It is a type of object-oriented scripting language and is widely used in Europe and the United States along with Perl. Named after the comedy show "Flying Monty Python" produced by the British television station BBC.
Python means the reptile python in English and is sometimes used as a mascot or icon in the Python language. Python is a general-purpose high-level language. Designed with programmer productivity and code reliability in mind, it has a large, convenient standard library with core syntax and semantics kept to a minimum.
It supports character string operations using Unicode, and Japanese processing is also possible as standard. It supports many platforms (platforms that work), and has abundant documents and abundant libraries, so its use is increasing in the industrial world.
             ''',
             'Python')
    nb.train('''Snake (snake) is a general term for reptiles classified in the order Squamata (Serpentes).
It is characterized by its slender body and no limbs. However, animals of similar shape also exist in other groups.
                ''', 'Snake')
    nb.train('''Ruby is an object-oriented scripting language developed by Yukihiro Matsumoto (commonly known as Matz).
It realizes object-oriented programming in the area where scripting languages such as Perl have been used in the past.
Ruby was originally born on February 24, 1993, and was announced on fj in December 1995.
The name Ruby is because the programming language Perl pronounces the same as Pearl, the birthstone for June.
It was named after the ruby of Matsumoto's colleague's birthstone (July).
             ''',
             'Ruby')
    nb.train('''Ruby (English:Ruby (Jonathan) is a variant of corundum (steel ball). It is a gem with a characteristic red color.
Natural rubies are produced in Asia and cannot be obtained in Europe and the United States.
Even in the production area, the places where beautiful stones that can be used as gems can be obtained are extremely limited.
Large stones over 3 carats produce less.
             ''', 'Gem')
    doc = 'Open source made by Guido van Rossum'
    print('%s =>Estimated category: %s' % (doc, nb.classify(doc)))  #Estimated category:Should be python
    print('Probability of being in the Python category: %s' % nb.score_without_log(['Guido van Rossum', 'But', 'Had made'], 'Python'))
    print('Probability of being in the Ruby category: %s' % nb.score_without_log(['Guido van Rossum', 'But', 'Had made'], 'Ruby'))
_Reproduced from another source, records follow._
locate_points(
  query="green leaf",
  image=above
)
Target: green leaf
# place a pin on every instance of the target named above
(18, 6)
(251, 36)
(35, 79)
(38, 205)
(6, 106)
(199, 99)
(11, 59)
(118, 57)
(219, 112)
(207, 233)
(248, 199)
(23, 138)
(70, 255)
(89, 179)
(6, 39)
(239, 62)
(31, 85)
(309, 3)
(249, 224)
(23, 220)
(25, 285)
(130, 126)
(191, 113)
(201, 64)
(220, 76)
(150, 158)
    doc = 'The programming language Ruby is a pure object-oriented language.'
    print('%s =>Estimated category: %s' % (doc, nb.classify(doc)))  #Estimated category:Should be Ruby
    print('Probability of being in the Ruby category: %s' % nb.score_without_log(['Programming language', 'of', 'Ruby', 'Is', 'pure', 'Nana', 'Object-oriented language', 'is', '。'], 'Ruby'))
    print('Probability of being in the Python category: %s' % nb.score_without_log(['Programming language', 'of', 'Ruby', 'Is', 'pure', 'Nana', 'Object-oriented language', 'is', '。'], 'Python'))

    doc = 'corundum'
    print('%s =>Estimated category: %s' % (doc, nb.classify(doc)))  #Estimated category:Should be a Gem
    print('Probability of being in the Gem category: %s' % nb.score_without_log(['corundum'], 'Gem'))
    print('Probability of being in the Ruby category: %s' % nb.score_without_log(['corundum'], 'Ruby'))

Your own commentary

We'll explain what this code does, splitting it into train and classify.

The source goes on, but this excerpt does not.